Multivariate Graph-Regularized Regression — multivariate_graph

Fits a multivariate regression model with graph Laplacian regularization. This method encourages isoforms that are similar (e.g., share exons) to have similar prediction weight vectors.

Usage

multivariate_graph_reg(
  X,
  Y,
  similarity_matrix = NULL,
  lambda1 = NULL,
  lambda_graph = NULL,
  alpha = 0.5,
  nlambda = 15,
  nlambda_graph = 5,
  lambda_graph_seq = NULL,
  normalize_laplacian = FALSE,
  nfolds = 5,
  standardize = FALSE,
  verbose = FALSE,
  seed = 123,
  par = FALSE,
  n.cores = NULL
)

Arguments

X: matrix, design matrix of SNP dosages (n x p)
Y: matrix, matrix of isoform expression across columns (n x q)
similarity_matrix: matrix, q x q symmetric matrix of pairwise isoform similarities (e.g., Jaccard index of shared exons). Values should be >= 0. If NULL, uses identity (no graph regularization, equivalent to lasso).
lambda1: numeric or NULL, L1 penalty parameter. If NULL, selected by CV.
lambda_graph: numeric or NULL, graph penalty parameter. If NULL, selected by CV.
alpha: numeric, elastic net mixing (0 = ridge, 1 = lasso). Default 0.5.
nlambda: int, number of lambda1 values to try in CV
nlambda_graph: int, number of lambda_graph values to try in CV
lambda_graph_seq: numeric vector, specific lambda_graph values to try. If NULL, auto-generated.
normalize_laplacian: logical, use normalized Laplacian.
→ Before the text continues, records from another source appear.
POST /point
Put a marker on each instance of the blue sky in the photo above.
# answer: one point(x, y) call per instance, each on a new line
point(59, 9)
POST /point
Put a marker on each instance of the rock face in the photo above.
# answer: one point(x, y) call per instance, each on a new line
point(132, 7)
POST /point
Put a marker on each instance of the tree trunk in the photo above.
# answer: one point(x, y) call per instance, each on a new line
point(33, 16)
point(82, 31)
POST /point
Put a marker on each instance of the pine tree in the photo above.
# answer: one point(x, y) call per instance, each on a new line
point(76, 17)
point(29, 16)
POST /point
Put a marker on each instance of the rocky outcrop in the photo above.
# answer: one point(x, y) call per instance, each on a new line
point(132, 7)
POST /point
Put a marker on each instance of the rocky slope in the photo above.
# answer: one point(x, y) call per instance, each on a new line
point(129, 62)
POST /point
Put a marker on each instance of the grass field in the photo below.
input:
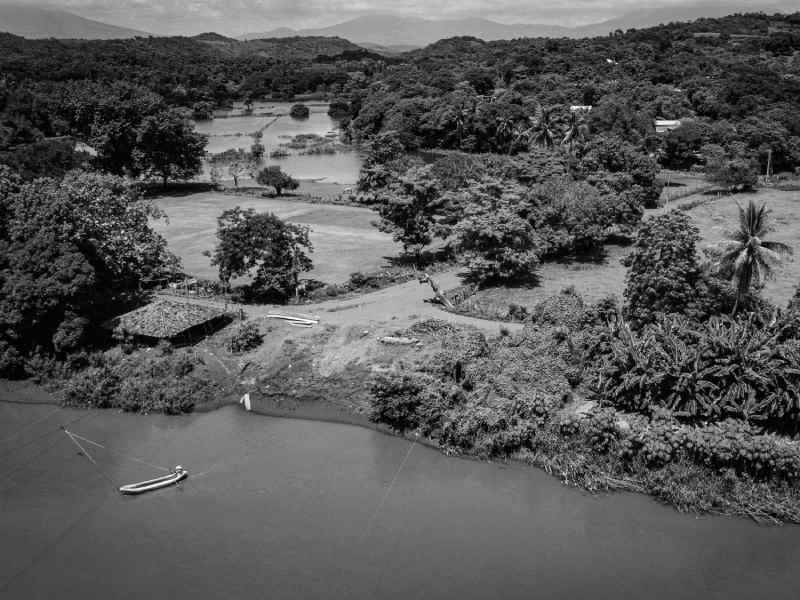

Default FALSE.
nfolds: int, number of CV folds
standardize: logical, standardize X before fitting
verbose: logical, print progress
seed: int, random seed
par: logical, use parallel processing. Default FALSE.
n.cores: int, number of cores for parallel processing. Default NULL (auto-detect).

Value

isotwas_model object containing:

transcripts: list of transcript_model objects
best_lambda1: optimal L1 penalty
best_lambda_graph: optimal graph penalty
laplacian: the Laplacian matrix used

Details

The optimization problem is: $$\min_B \frac{1}{2n}||Y - XB||_F^2 + \lambda_1 ||B||_1 + \frac{\lambda_g}{2} \text{tr}(B^T B L)$$

where L is the graph Laplacian computed from the similarity matrix: $$L = D - S$$ with D being the degree matrix (diagonal with row sums of S).

The graph penalty encourages isoforms with high similarity to have similar coefficient vectors across SNPs.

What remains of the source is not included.